Queria compartilhar este texto que escrevi sobre o carnaval:
Esses dias ouvi um comentário sobre o arrastão que acontece na quarta-feira de cinzas puxado por Carlinhos Brown.
Alguém disse: "é tranquilo o arrastão porque o povo respeita Carlinhos."
Pensei justamento o contrário:
"é tranquilo porque Carlinhos respeita o povo, porque não há cordas.
Não há um "nós" e os "outros"."
Não sou fã de carnaval, nunca fui. Talvez porque só tenha conhecido em minha infância e toda adolescência o carnaval de trio, de blocos e de sempre violência, confusão, aperto. Nunca achei graça nisso.
Um dia conheci o carnaval de Recife e Olinda e entendi o que era "brincar" o carnaval.
Gente fantasiada (de todas as idades), pistolinhas d'água, o espírito brincalhão de fazer rir quem está por perto, pregar sustos e logo depois sorrisos.
Confete e serpentina!
Foi muito bacana fazer parte daquela festa.
Volto a Salvador. Os trios elétricos mudaram a história do carnaval daqui.
Entendo que é legal ir atrás do trio, mas é inegável que os grandes caminhões sonoros têm um efeito deletério sobre todas as outras possíveis atrações animadas apenas pela força do sopro e do bater de tambores.
O trio arrasta a multidão e empurra pra fora do circuito as fanfarras, os bloquinhos, os caretas, os confetes...
Não há espaço sonoro, ninguém se ouve (não precisa falar é só agarrar e beijar).
O antropólogo Roberto da Matta escreveu que a essência do carnaval é a possibilidade de inversão de papéis: o pobre que se fantasia de rei, o rico que se fantasia de mendigo, extra-terrestre...
É a possibilidade de nos dias regidos por Momo desconstruirmos a lógica social estabelecida.
Então o que vemos em Salvador é justamento o contrário disso.
É e mesma elite-soteropolitana-que-se-acha-rica ocupando os mesmos lugares de destaque e privilégio (camarotes, blocos protegidos do povo-perigoso-sujo) e, claro, o que vai se reproduzir numa festa como essa é a mesma violência produzida pela desigualdade do nosso cotidiano.

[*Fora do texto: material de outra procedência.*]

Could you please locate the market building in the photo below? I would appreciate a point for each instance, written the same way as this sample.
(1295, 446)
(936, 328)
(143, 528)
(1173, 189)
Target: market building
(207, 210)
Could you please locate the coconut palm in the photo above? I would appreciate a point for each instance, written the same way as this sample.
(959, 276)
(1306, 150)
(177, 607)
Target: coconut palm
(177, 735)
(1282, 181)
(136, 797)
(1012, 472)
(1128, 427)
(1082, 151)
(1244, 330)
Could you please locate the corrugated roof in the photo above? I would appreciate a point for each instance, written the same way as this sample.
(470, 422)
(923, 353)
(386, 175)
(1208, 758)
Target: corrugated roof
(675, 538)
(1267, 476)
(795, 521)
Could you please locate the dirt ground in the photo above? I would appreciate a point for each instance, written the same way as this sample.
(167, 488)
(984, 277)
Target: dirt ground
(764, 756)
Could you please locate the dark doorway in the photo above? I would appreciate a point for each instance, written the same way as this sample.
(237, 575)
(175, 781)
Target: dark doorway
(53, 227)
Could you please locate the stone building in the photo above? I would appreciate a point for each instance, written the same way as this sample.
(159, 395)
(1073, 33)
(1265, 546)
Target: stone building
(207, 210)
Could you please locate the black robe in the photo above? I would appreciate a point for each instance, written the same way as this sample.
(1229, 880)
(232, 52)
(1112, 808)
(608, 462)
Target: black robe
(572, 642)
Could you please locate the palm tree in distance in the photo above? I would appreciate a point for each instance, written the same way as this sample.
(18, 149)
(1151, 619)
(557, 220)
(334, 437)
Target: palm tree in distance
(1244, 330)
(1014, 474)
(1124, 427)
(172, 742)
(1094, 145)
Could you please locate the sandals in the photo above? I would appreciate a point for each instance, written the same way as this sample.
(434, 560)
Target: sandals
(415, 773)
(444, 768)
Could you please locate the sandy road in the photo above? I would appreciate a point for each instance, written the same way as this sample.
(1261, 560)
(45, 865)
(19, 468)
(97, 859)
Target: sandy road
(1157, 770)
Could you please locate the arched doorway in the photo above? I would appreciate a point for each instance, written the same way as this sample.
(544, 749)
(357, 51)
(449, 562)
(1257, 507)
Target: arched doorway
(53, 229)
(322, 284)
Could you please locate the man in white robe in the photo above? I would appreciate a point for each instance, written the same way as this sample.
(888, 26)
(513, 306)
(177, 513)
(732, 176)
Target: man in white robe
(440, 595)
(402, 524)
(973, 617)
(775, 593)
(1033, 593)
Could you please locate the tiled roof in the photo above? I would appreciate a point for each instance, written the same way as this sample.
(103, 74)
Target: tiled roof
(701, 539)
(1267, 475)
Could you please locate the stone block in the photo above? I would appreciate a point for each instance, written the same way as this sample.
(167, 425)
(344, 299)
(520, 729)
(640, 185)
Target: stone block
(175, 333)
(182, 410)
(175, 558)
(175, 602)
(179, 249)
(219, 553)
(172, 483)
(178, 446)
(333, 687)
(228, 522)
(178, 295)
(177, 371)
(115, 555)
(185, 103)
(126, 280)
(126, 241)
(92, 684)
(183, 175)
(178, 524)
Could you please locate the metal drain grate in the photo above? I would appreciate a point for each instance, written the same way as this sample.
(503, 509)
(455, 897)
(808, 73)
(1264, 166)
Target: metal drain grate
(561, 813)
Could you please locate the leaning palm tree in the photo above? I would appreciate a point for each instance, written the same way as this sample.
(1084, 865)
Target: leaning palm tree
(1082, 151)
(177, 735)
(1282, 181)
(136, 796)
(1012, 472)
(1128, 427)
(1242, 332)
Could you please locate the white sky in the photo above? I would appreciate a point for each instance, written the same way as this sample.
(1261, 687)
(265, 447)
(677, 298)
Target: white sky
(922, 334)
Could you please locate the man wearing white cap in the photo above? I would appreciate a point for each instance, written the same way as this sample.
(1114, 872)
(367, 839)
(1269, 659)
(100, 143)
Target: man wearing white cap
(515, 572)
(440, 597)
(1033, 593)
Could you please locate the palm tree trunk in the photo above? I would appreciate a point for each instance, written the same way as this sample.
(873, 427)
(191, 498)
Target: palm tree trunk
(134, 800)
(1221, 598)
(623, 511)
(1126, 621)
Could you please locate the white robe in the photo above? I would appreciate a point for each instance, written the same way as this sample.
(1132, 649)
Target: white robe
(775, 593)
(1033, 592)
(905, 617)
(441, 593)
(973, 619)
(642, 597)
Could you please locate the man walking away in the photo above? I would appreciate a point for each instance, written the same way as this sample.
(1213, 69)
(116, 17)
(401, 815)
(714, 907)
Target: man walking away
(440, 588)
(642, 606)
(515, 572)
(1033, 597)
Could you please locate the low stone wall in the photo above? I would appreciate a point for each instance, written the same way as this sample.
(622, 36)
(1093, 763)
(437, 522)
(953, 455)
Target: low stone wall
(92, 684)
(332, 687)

Nosso cotidiano é igualzinho ao carnaval: a elite-soteropolitana-que-se-acha-rica pendurada em seus edifícios, circulando de carros com películas, indo a shopping centers e exigindo mais ruas e viadutos.
A vida encapsulada buscando segurança.
Andar na rua só quando se vai para o exterior.
Bairro nobre é sinônimo de ruas limpas, silenciosas e vazias.
Ninguém sai a pé porque é perigoso, mas é nobre (!). E com isso o coletivo da nossa cidade se esvai pelos bueiros.
As pessoas não querem uma cidade melhor (só um trânsito melhor), querem apenas o seu paraíso particular nos condomínios clubes, cheio de gente de "bem".
A vida só entre iguais gera um medo absurdo do que seja diferente e perde-se completamente os parâmetros do que é realmente perigoso ou não.E o centro da cidade, um lugar cheio de história e cultura, fica completamente abandonado, decadente.
A rua é do povo, do pobre; transporte de massa é para pobre que, desconhecendo seus direitos, não consegue se organizar para exigir melhorias.
Salvador é uma cidade dividida e vazia.
Classe-média-que-acha-que-é-rica não quer direitos iguais, quer privilégios.
E o carnaval soteropolitano é um reflexo dessa compreensão distorcida do que seja a vida coletiva na cidade.
Sim, claro, não é só aqui. Mas falo do lugar de ondo moro, onde vejo, todos os dias, a decadência progressiva de sorriso banguela. É um problema de todos nós. Para não dizer que não falei de flores (ou confetes), fui ao carnaval do Pelourinho.
E lá avistei o Recife.
Ótima programação, fantasias, fanfarras, diversidade, crianças, velhinho, alegria, pistolinha d'água!
Todos tratados com respeito, todos se respeitando e nem precisa ser o Carlinhos Brown!